François Garçon : Considérant l’état de la Suisse, du point de vue de sa prospérité économique, de son calme politique ou encore de sa stabilité sociale, la France aurait très certainement beaucoup à apprendre de la Suisse. De tels atouts sont inséparables de la démocratie directe qui innerve en Suisse tout le système politique. Une démocratie directe qui permet au peuple suisse d’intervenir à tout moment dans la politique, pour réécrire la règle du jeu si celle-ci leur paraît malsaine ou devenue obsolète. En Suisse, le peuple souverain est au centre de tout, il coécrit les lois, peut s’opposer à celles forgées dans les assemblées élues. Le peuple copilote le pays. Ca n’est pas une formule creuse. Tant les élus que l’administration sont parfaitement au courant de ce pouvoir que détiennent les électeurs, tant au niveau communal que cantonal ou encore fédéral. Le peuple, à tout moment, peut défaire une loi, un taux d’imposition fiscal, un accord international. Il ne s’en prive pas. Ce qui rend prudents, parlementaires et exécutifs.

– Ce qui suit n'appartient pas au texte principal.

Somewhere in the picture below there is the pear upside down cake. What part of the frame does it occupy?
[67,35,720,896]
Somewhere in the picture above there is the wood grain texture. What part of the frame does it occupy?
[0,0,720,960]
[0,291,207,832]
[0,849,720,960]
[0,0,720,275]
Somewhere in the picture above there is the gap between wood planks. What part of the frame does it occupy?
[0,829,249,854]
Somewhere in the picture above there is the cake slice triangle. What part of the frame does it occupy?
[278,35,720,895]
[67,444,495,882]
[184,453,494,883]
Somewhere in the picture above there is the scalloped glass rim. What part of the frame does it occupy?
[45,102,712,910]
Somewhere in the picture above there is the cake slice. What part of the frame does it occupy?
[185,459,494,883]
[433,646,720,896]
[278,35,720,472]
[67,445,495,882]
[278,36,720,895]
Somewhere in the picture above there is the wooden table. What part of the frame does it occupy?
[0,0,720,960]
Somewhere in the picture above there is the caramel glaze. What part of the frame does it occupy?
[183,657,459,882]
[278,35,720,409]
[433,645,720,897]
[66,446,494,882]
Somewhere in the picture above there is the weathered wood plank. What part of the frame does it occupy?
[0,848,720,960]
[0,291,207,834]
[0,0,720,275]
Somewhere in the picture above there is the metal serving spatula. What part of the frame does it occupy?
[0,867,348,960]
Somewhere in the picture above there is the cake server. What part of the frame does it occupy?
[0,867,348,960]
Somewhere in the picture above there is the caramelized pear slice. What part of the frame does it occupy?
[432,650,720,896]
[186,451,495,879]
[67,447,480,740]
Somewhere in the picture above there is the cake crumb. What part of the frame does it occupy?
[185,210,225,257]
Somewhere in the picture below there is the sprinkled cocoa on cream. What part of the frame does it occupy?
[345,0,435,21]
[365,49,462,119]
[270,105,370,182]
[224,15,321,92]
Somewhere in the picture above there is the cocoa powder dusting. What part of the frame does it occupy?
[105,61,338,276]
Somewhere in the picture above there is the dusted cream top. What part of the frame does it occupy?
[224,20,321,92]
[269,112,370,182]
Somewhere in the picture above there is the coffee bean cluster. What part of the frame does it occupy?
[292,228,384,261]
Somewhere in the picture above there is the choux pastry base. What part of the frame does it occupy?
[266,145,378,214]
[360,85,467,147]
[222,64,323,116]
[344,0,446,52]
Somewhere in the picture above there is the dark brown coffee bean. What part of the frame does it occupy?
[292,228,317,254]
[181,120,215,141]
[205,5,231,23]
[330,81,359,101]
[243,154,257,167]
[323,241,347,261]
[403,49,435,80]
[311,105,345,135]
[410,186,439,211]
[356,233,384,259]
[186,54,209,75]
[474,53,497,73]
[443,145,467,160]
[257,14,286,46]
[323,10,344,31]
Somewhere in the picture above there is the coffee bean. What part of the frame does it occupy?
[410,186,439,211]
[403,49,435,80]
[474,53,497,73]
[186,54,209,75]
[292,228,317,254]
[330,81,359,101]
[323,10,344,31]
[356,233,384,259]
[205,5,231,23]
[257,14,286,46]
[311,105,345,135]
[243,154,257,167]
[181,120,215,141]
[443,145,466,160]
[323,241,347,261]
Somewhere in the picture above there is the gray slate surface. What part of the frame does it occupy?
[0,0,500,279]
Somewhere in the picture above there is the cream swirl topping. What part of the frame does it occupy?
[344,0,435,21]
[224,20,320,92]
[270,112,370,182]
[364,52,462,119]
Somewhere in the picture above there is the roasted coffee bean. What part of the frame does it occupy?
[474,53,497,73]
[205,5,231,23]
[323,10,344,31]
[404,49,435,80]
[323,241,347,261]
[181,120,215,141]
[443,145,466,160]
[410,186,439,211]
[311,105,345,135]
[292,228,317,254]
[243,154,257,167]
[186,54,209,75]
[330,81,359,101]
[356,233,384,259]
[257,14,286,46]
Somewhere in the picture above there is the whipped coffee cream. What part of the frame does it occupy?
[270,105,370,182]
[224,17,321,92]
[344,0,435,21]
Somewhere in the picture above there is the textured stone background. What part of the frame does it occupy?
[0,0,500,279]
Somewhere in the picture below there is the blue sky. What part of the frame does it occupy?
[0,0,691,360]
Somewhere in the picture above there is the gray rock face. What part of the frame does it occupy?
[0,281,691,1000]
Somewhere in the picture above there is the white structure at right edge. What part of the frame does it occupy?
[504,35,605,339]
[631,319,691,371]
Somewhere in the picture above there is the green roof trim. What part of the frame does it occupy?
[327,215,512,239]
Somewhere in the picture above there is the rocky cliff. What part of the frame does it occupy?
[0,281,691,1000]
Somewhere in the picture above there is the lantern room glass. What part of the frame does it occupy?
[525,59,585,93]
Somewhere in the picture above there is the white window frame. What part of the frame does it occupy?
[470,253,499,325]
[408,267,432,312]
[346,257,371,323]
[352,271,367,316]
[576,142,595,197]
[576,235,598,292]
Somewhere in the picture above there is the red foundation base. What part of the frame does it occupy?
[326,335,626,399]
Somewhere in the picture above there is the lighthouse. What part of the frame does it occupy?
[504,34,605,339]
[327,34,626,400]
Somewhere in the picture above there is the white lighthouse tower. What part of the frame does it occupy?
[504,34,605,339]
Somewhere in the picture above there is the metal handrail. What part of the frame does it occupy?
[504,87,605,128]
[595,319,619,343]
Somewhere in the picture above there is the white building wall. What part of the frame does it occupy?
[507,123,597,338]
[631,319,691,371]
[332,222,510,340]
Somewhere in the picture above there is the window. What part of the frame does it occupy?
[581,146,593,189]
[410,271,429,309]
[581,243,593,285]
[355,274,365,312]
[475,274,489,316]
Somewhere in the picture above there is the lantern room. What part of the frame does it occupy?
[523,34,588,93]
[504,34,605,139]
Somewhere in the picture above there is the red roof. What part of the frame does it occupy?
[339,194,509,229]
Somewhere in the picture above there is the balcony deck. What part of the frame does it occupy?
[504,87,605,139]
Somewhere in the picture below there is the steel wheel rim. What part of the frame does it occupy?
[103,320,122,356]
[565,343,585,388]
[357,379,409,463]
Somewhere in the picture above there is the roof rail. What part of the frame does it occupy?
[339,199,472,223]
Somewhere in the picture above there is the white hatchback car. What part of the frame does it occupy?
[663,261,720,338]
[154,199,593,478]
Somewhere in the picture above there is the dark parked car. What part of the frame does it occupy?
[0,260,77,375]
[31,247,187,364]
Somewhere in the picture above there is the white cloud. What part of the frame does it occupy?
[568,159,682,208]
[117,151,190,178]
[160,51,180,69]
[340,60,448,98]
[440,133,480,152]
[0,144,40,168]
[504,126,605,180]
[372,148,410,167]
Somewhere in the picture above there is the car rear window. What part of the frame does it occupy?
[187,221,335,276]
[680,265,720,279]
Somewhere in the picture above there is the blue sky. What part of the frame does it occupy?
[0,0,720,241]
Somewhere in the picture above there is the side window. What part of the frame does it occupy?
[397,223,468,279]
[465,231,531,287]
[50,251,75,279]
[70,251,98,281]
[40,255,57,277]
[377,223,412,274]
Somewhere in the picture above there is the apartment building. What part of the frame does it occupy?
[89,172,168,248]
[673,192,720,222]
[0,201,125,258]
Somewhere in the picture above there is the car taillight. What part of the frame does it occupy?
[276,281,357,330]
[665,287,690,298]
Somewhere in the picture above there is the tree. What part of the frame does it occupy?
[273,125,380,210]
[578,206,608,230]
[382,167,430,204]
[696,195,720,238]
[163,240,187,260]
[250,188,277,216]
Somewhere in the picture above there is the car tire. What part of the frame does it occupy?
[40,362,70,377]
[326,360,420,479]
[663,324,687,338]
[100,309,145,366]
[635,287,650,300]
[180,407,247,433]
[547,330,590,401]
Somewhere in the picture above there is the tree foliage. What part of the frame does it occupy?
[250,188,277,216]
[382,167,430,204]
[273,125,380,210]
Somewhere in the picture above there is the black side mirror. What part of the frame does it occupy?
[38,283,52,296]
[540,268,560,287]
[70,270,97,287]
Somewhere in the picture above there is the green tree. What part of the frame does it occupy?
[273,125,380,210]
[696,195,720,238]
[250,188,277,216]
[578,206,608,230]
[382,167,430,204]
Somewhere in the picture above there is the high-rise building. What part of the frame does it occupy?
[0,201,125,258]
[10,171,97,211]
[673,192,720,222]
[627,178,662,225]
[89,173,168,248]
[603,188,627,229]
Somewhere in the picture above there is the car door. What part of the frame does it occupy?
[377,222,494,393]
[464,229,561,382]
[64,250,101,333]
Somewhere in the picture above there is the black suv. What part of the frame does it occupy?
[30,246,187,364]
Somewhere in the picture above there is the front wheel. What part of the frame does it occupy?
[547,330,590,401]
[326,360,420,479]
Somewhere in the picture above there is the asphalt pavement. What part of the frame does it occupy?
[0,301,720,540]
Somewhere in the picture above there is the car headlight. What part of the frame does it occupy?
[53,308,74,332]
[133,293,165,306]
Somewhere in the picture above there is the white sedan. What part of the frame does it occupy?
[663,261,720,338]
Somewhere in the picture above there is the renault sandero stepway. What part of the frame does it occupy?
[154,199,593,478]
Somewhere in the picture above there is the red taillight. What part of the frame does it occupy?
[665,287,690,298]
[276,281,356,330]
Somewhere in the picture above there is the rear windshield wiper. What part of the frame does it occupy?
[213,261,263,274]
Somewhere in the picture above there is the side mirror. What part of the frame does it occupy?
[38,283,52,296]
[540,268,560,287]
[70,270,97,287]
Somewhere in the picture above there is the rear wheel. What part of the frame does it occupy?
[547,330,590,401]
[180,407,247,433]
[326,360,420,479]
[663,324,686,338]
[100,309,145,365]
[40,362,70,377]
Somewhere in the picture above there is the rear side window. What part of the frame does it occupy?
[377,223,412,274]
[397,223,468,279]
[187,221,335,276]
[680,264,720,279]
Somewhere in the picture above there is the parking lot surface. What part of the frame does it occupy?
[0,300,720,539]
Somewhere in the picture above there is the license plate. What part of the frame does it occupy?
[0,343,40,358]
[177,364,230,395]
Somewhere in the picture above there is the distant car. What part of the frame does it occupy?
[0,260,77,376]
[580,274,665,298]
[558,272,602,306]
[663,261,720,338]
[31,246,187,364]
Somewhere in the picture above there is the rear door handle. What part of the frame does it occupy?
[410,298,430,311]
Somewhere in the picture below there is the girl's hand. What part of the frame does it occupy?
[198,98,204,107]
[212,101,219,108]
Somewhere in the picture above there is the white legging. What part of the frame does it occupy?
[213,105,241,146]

Quid du plan économique et social, peut-être ? Emmanuel Macron pourrait-il aussi s’inspirer de la Suisse sur ces sujets ? 

Il n’est guère pensable que le président Macron et sa cohorte de premiers de la classe, tous issus des mêmes écoles microscopiques au terme de pesants bachotages, puissent trouver en Suisse une source d’inspiration. Les Suisses sont avant des gens pragmatiques, autrement dit des gens qui attendent des résultats. Les Suisses jugent sur résultats. Les beaux discours les indiffèrent, quand ils ne les énervent pas. Le beau parleur est immédiatement suspect. Je parie qu’Emmanuel Macron n’aurait pas même été élu au conseil municipal d’une commune suisse : trop familier, se voulant plus malin que les autres, faisant trop facilement la leçon. Les Français sont gouvernés par des rentiers scolaires. Les résultats qu’ils « délivrent » sont accablants, comme le sont le niveau de la dette publique, l’état de décomposition avancée de notre système de santé, de notre système de formation, de notre justice. Quand, comme Emmanuel Macron, vous vous hissez au sommet de la pyramide sociale par la seule réussite à des concours de la fonction publique, vous êtes incapables d’apprécier un autre modèle de fonctionnement de l’Etat. En l’occurrence, en Suisse, l’Etat est étriqué, « cornérisé », pour reprendre un vocable à la mode. Et les citoyens s’investissent pour empêcher, à tout prix, que l’Etat déborde de ses prérogatives régaliennes et veille à ce qu’il soit le plus économie. e. Le moins d’Etat possible pourrait être la devise des Suisses. Sincèrement, je vois mal ce qui pourrait inspirer Emmanuel Macron au terme de son parcours express de deux jours en terres helvétiques.

Quels sont les points forts économiques de la Suisse dont la France devrait s’inspirer ?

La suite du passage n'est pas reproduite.